何処から菖蒲にその情報が
回ったのか分からないけど、
顔を変に赤らめる私を見て小さく
溜め息を吐いた。


『最強のナイトがいなくなった途端って
 感じよね?霞は元々綺麗だもの。
 で?また断ったの?』


「‥‥うん。」


綺麗なんかじゃない‥‥。
受付に立つ以上は、身なりを整えて
メイクやネイルなどは清潔感や品が
出るように心がけてはいるけど、
普段なんてスッピンに近いし、
服だってカジュアルの物の方が
着やすくて好きだ。


菖蒲の方が美しい黒髪の
ロングストレートで顔立ちも
綺麗だから入社式の時から
美人だなってずっと思ってる


『もう半年以上経つんでしょ?
 そろそろ前を向かないと‥』


「うん‥‥分かってる。
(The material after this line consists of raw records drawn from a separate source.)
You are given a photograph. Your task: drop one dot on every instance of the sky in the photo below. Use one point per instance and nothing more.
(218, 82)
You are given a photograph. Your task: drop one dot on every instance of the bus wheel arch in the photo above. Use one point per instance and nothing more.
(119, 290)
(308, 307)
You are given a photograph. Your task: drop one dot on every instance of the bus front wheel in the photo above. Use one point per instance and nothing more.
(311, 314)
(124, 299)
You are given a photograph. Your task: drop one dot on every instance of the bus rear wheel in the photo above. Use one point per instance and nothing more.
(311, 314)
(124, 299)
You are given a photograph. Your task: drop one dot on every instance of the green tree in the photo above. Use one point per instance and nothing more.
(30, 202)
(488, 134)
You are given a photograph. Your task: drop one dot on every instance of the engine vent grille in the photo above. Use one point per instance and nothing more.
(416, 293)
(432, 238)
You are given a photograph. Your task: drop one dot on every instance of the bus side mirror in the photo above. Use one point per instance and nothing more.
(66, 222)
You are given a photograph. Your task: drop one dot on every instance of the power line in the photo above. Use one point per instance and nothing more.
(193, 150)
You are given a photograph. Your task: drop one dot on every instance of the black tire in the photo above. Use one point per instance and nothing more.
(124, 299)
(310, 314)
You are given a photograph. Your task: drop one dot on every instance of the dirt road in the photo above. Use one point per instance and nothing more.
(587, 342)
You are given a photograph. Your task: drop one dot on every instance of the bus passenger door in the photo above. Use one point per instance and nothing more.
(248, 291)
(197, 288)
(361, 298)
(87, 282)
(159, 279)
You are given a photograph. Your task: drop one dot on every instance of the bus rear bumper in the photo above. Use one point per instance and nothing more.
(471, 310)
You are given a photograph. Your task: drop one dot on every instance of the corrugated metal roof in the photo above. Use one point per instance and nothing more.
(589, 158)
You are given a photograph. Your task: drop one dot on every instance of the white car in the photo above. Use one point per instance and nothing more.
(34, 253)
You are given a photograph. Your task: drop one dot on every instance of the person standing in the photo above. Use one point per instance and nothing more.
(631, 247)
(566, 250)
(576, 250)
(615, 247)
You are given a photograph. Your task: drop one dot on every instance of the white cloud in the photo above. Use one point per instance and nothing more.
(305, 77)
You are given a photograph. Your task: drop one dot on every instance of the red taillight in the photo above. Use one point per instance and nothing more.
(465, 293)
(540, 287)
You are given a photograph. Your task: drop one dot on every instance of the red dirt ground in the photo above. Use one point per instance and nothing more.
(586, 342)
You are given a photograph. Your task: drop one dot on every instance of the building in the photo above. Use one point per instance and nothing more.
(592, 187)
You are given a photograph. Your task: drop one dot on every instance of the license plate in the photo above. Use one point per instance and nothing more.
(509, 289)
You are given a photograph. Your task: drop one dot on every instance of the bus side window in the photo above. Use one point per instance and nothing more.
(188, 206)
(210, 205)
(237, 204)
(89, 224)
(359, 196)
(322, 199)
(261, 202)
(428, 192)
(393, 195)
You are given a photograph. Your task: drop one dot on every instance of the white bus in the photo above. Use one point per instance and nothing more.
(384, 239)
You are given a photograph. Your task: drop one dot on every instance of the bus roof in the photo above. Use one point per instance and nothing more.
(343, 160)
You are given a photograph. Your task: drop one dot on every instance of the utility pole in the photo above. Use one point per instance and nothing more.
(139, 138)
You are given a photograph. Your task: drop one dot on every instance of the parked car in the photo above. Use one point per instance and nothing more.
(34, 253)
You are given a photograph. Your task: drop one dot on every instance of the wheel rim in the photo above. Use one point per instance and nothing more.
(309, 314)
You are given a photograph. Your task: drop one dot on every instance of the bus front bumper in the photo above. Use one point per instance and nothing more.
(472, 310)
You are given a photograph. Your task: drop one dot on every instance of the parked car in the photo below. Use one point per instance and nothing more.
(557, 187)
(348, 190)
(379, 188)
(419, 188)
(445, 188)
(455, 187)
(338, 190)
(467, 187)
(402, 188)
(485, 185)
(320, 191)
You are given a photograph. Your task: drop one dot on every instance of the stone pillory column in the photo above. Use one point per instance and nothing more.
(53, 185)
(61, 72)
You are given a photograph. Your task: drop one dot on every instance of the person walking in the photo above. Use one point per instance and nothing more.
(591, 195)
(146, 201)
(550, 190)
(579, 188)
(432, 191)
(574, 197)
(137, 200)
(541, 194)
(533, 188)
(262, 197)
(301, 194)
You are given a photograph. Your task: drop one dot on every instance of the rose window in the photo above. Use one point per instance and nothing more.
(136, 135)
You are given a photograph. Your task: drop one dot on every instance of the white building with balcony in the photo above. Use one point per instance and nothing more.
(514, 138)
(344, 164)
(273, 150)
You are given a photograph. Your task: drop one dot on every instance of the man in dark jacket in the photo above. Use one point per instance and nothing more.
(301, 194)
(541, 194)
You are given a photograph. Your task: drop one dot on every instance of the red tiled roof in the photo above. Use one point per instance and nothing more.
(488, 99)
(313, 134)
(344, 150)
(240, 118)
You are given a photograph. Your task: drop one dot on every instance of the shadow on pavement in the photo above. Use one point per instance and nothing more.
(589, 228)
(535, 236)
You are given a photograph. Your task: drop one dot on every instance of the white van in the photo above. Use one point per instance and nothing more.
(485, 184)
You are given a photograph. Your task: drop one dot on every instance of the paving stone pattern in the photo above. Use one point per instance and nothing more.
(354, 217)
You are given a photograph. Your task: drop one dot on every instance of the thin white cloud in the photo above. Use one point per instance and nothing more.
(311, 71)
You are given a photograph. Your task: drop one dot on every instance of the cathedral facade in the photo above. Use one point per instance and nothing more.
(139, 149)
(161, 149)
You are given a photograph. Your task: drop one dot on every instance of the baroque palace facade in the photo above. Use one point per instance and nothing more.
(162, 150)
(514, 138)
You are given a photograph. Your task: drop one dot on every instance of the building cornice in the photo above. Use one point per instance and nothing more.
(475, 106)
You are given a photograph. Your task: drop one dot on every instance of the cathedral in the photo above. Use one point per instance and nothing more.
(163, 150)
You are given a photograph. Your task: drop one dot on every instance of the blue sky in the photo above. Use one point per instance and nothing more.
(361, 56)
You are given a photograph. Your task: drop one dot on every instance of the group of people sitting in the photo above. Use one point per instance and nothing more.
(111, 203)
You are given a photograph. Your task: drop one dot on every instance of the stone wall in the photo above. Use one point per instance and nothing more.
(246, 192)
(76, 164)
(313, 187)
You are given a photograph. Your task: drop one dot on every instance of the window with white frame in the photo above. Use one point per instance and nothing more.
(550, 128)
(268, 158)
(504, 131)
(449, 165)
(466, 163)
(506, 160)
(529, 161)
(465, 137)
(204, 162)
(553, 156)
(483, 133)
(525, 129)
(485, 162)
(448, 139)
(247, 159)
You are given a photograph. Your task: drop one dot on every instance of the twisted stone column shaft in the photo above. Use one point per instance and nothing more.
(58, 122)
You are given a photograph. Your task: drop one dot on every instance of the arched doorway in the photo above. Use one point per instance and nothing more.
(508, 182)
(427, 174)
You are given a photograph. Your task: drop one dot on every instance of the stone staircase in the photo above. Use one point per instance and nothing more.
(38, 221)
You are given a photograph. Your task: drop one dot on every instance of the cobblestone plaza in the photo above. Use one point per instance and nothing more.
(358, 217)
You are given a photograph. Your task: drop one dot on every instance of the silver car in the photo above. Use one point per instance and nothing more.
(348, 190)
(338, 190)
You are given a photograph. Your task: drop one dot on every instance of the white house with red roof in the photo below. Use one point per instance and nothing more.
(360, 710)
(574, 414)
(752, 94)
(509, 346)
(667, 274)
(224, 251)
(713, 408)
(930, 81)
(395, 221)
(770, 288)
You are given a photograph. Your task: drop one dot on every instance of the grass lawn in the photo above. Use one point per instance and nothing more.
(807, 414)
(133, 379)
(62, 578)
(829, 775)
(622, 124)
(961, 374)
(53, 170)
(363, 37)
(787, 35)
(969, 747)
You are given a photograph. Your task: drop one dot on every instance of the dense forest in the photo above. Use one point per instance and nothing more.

」


筒井さんに待ってて欲しいなんて
言われてはないし、私が勝手に
忘れたくないから想ってますと
伝えたままの恋だ。


あの星空の下で最後に何度も
優しく抱いてくれたことを
今でも忘れたくなくて覚えてる。


未練がましいと言われたらそれまでだ。



それぐらい私の中の筒井さんの存在は
誰にも入り込めないくらい大きい。


向こうで、筒井さんのことを笑顔に
して支えてくれる人が出来たら
仕方ないって伝えた。
その時は言って欲しいとも‥‥


心の奥底ではそんな連絡が来たら
相当落ち込むと思うけど、
それでも想うだけなら自由だ。


私にも筒井さんの存在を超える
誰かが現れるかもしれない。
だからその時までは自分の中に
芽生えたこの初恋をまだ終わらせたくは
なかった。


『私はさ‥霞がツラクないなら
 いいんだよ?だけど親友として
 幸せになってほしいって思ってること
 は忘れないで?』


菖蒲‥‥‥ありがとう
ちゃんと伝わってるよ‥‥


その日も花野さんの指導を
根気よく行う佐藤さんを心配しつつ
1日の受付業務をこなした後、
着替え終わった私は会社近くの
イタリアンレストランに向かった


『井崎さん、こっち。』


「亮さん!こんばんは。」


スーツ姿の亮さんを見つけると、
席に向かい椅子に腰掛けた。


筒井さんが旅立たれてからも、
亮さんとは月に1、2度こうして
会って一緒に食事をしているのだ


心配して誘ってくれてるのは
すごく伝わるけど、話やすくて
楽しいから私も甘えてしまっている


『お仕事お疲れ様。
 適当に頼んでまたシェアしようか?』


「はい、お任せします。」


筒井さん達行きつけの
イタリアンレストランに来るのも
3度目となり、前回は蓮見さんと
古平さんも含めた4人で食事をした



「今日はどうされたんですか?
 急なお誘いでビックリしました。」